В моей жизни с Робертом Оливером есть вещи, в которых я сама не могу разобраться, а мне бы хотелось, если это вообще возможно. Во время одной из последних ссор Роберт сказал, что наши отношения с самого начала пошли вкривь и вкось, потому что я отняла его у другой. Это было ужасное, совершенное вранье, но была в нем и правда: он был уже женат, когда я впервые в него влюбилась, и все еще был женат, когда я полюбила его во второй раз.
Я на прошлой неделе рассказала своей сестре, Марте, что врач попросил меня вспомнить все, что смогу, о Роберте Оливере, а она ответила: «Ну, вот тебе благоприятный случай говорить о нем двадцать пять часов подряд, никому не наскучив». Я ей сказала: «Тебе-то я точно не дам прочитать». Хотя я не в обиде на нее за ехидство — она меня любит, и в самое трудное время большая часть моих слез пролилась ей в жилетку. Она замечательная сестра, очень терпеливая. Может, история с Робертом принесла бы мне больше вреда, если бы не ее помощь. С другой стороны, послушайся я ее советов, в моей жизни не случилось бы многого, о чем я и теперь не жалею. Моя сестра — женщина практичная, но ей случается кое о чем жалеть, а мне, как правило, — нет, хотя любовь к Роберту Оливеру может оказаться среди исключений.
Мне хочется рассказать все с начала до конца, поэтому начну с себя. Я, как и Марта, родилась в Филадельфии. Наши родители разошлись, когда мне было пять лет, а Марте — четыре года, и после развода отец все более отдалялся. Он переехал из нашего района, Честнат-Хилл, в центр, жил в гостиничных номерах и в красивых пустых квартирах. Мы гостили у него сначала раз в неделю, потом раз в две недели, и больше рассматривали карикатуры, пока он перечитывал пачки бумаг, которые называл «делами». Так же он называл трусы, и мы как-то нашли у него под кроватью пару его «дел», сцепленных в один комок с другими, из бежевых кружев. Мы не могли решить, что с ним делать, но оставлять их на месте тоже не хотелось, поэтому, когда папа вышел на угол купить воскресный номер «Инквайер» и рогалики для нас — обычно это занимало часа три-четыре — мы в кастрюле вынесли их на задний двор его каменного многоквартирного дома и похоронили между кованой решеткой и обвитым плющом деревом.

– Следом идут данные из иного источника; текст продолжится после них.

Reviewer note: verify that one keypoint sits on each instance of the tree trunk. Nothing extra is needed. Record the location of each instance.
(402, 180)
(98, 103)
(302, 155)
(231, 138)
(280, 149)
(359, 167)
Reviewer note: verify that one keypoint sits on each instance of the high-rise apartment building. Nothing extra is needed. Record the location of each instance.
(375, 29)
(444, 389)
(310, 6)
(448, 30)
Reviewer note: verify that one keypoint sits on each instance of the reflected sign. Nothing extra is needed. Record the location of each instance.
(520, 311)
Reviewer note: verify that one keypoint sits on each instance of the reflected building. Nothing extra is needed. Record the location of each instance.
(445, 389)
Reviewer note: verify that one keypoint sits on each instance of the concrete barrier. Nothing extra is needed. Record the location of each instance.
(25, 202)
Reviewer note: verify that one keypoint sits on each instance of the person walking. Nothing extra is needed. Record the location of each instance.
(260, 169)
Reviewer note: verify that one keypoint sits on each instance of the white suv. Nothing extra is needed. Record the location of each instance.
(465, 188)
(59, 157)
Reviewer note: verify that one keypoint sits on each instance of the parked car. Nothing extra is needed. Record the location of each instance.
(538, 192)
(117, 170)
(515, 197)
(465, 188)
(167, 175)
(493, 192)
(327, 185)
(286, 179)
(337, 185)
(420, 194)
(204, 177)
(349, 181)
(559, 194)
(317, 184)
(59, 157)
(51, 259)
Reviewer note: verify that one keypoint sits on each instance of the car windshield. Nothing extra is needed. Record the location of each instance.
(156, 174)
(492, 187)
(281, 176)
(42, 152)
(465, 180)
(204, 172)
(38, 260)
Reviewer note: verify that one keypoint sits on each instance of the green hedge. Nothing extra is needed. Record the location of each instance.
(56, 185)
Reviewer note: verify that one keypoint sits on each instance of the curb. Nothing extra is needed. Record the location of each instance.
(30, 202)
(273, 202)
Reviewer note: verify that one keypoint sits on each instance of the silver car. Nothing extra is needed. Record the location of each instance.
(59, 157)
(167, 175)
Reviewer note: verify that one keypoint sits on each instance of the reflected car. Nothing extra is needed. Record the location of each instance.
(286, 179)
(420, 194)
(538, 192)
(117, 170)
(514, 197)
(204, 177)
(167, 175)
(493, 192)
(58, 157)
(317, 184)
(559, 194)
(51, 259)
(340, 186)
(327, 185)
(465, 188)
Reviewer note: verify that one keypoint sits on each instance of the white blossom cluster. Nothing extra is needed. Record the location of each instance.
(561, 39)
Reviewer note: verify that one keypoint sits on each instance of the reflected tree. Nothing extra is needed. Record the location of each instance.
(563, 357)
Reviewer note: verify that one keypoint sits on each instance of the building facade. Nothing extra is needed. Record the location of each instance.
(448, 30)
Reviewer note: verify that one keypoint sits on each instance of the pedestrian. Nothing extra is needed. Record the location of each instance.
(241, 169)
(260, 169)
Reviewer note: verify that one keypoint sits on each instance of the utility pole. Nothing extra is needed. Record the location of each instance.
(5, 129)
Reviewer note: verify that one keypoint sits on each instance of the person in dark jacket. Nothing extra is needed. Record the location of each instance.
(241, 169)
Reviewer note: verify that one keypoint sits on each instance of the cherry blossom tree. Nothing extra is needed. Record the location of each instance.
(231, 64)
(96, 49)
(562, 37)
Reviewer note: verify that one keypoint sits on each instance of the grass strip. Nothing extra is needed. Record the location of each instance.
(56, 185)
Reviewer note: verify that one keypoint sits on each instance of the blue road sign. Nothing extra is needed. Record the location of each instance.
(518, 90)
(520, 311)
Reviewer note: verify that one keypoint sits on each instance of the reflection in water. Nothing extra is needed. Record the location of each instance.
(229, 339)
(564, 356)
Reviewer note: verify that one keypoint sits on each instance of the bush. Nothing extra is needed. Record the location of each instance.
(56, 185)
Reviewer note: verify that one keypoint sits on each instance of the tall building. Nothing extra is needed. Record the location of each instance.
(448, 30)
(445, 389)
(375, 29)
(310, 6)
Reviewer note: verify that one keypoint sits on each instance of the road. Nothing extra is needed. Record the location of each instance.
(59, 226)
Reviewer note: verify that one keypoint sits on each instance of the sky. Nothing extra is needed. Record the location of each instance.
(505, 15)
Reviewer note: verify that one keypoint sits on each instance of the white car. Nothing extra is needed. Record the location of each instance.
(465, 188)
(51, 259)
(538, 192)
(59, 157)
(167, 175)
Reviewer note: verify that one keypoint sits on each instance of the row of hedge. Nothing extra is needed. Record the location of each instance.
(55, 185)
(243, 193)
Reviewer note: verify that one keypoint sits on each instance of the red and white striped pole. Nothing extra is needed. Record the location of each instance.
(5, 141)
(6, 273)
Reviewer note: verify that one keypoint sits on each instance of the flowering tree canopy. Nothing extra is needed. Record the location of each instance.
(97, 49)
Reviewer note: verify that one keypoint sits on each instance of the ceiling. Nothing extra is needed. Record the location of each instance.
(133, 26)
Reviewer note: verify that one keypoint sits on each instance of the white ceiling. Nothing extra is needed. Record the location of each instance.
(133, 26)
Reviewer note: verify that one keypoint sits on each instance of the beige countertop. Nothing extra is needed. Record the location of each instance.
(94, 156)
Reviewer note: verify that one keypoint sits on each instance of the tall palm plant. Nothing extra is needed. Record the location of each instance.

Мне исполнилось девять лет, когда папа переехал из Филадельфии в Сан-Франциско. С тех пор мы гостили у него раз в год. В Сан-Франциско было веселее: из высоких окон папиной квартиры открывался затянутый туманом океан, и чаек можно было кормить прямо с балкона. Маззи, наша мамочка, отправляла нас к нему самолетом одних с тех пор, как решила, что мы уже достаточно взрослые. Потом наши визиты в Сан-Франциско сократились до раза в два года, потом в три, потом перешли в режим «время от времени», когда нам хотелось, и Маззи выделяла нам деньги, а потом папа получил работу в Токио и совсем испарился, а нам прислал свой снимок в обнимку с японкой.
Мне кажется, Маззи обрадовалась, когда папа уехал в Сан-Франциско. Теперь она могла целиком заниматься Мартой и мною и занялась нами так усердно и энергично, что ни мне, ни Марте никогда не хотелось иметь детей. По словам Марты, ей кажется, она считала бы себя обязанной делать все, что делала для нас мать, и больше того, а это скучно, а я думаю, мы обе в глубине души сознаем, что нам такое не по силам. Пользуясь солидным банковским счетом своих родителей квакеров (мы так и не узнали, был ли он в нефтяных или железнодорожных акциях или просто денежным), Маззи обеспечила нам двенадцать лет в отличной квакерской «Школе друзей», где учителя с тихими голосами и с безупречными седыми прическами заботливо опускались на колени, чтобы проверить, все ли с тобой в порядке, после того как кто-то запустил в тебя кирпичом. Мы изучали труды Джорджа Фокса, посещали собрания и сажали подсолнечники в неблагополучном северном районе Филадельфии.